First I tried going to Acrobat and selecting the pattern with the Edit Object tool. Then right-clicking and choosing: Edit Obejct. Because the object is vector, it opened in Illustrator. But, unfortunately, I got the same result.
So now, go back to InDesign. Select the two patterns (Crosses and Concentric Circles Grid). Set the transparency to 99.9%.
Now, export a PDF with Acrobat 4 compatibility. You'll get a warning about bookmarks, transparency, yadda, yadda. Click OK. This will flatten the objects and make them more editable within Illustrator.
Here is the resulting file when opened in Illustrator. Now it looks right!
And here it is in when viewed in Outline mode. Aha! Now I have paths to work with.
Now, you may hear heated opinions about how flattened PDFs are evil, inflexible, and the bane of prepress technicians' existence. And when I send PDFs to my printer, I do my best to never send them flattened PDFs. But sometimes, flattening a PDF can be a good thing. Because Acrobat 4 is more archaic technology, I think that flattening a PDF is sort of like dumbing it down.
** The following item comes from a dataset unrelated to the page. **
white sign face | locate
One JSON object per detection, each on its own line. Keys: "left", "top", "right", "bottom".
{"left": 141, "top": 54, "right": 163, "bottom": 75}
By reducing the transparency just a little bit, it's enough to sort of give the resulting PDF a kick in the butt and make it behave correctly. I wish I had a better explanation, but I not a coder. Sorry.
So now that you have access to the paths within Illustrator, you can (with a little digging in the layers panel) extract the white circles and crosses as one giant compound path.
Then, you can change up the colors a bit. Teacup PatternMaker is great, but it doesn't allow you to apply gradients to patterns. But by extracting the pattern in Illustrator, you can color it however you want. Here are a couple of colorways that I came up with.
|Yellow concentric circles grid on red|
|Purple concentric circles grid on blue|
Let's push it one step further, and do some Live Painting. Interestingly, when Live Painting with a gradient, the gradient is applied across the width of the entire live paint group, rather than the individual area you're painting.
|Concentric circles and cross - painted using the Live Paint Bucket Tool|
I hope you have enjoyed today's lesson. Have fun patterning!